Apple's Advanced Manufacturing Fund, meanwhile, represents the company's commitment to invest billions in US companies to foster production and new jobs. It has spent the first $1 billion it promised and has already awarded 20% of the additional $5 billion it allocated for the fund. Corning became the first recipient of the fund in 2017, and Apple has committed $390 million to laser chipmaker Finisar and $10 million to the Elysis aluminum partnership.
The investment in Corning comes as Apple and other companies face criticism from President Donald Trump about building products overseas. While Apple designs its devices in Cupertino, California, it assembles gadgets like the iPhone in China. Tariffs on devices made in China -- including the iPhone -- are slated to start later this year.
Apple on Tuesday said it spent $60 billion with 9,000 American suppliers in 2018, supporting 450,000 jobs across all 50 states and manufacturing locations in 36 states. It noted that "every one of the company's core products -- from the iPhone and iPad to the Mac, Apple Watch and Apple TV -- contains parts or materials from the US or is made with equipment from US-based suppliers." The Corning glass used in iPhones is manufactured in Harrodsburg, Kentucky.
Up close with the iPhone 11, 11 Pro and 11 Pro MaxSee all photos
Bayne declined to specify what new glass Corning will develop for Apple but said its focus on four key areas hasn't changed over the years: making glass more scratch-resistant and drop-proof, improving optical properties and making it affordable.
When Apple built the first iPhone, it initially used plastic -- until it realized how much plastic scratched.
"When Steve Jobs took the first iPhone out of his pocket a couple days after announcing it, it was scratched," Bayne said.

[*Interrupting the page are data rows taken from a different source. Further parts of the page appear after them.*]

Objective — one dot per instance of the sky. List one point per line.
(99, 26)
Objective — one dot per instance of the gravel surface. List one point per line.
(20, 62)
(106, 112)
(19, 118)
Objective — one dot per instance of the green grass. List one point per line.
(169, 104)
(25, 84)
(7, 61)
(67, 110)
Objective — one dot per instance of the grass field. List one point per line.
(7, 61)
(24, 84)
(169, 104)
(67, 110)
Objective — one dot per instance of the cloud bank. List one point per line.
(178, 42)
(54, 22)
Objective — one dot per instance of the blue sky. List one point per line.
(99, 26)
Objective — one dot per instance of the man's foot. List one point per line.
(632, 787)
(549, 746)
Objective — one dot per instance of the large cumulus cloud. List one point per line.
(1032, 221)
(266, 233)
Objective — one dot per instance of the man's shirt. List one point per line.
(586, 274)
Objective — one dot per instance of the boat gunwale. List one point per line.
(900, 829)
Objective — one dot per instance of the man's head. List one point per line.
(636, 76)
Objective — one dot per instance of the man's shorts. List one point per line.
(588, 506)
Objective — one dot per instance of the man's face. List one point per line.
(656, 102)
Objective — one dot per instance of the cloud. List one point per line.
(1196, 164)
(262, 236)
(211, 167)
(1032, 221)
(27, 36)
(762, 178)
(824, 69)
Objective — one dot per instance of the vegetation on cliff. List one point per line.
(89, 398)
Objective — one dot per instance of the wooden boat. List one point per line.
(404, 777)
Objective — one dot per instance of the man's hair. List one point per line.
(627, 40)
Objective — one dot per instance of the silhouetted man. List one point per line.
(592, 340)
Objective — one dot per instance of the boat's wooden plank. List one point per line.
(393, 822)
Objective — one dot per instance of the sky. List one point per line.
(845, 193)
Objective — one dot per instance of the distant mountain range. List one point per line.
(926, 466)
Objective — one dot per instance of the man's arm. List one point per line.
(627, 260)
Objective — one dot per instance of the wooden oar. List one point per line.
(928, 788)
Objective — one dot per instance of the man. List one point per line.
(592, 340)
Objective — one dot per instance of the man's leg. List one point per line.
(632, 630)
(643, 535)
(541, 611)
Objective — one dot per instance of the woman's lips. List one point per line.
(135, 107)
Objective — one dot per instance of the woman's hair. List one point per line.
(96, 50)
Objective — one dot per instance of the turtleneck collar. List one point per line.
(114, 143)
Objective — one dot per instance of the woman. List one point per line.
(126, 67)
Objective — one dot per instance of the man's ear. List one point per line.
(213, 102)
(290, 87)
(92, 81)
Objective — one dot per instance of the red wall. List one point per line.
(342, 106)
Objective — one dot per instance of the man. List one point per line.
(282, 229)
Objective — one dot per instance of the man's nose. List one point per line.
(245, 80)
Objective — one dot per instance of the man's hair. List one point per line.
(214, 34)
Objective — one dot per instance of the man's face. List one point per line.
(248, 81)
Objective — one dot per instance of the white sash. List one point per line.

That caused the company to turn to Corning for glass, which it had to create for the phone's launch about six months later.
Along with continuing to focus on scratches, drops, optical clarity and affordability, Corning now is working on glass that doesn't show fingerprints, can bend for flexible phones and won't shatter when dropped, Bayne said.
While he can't say when glass will become break-proof, Bayne predicated that in a year or two, glass will be used in foldable phones. The first models from companies like Samsung and Huawei use plastic, which has problems with wireless charging, scratches easily and has other issues.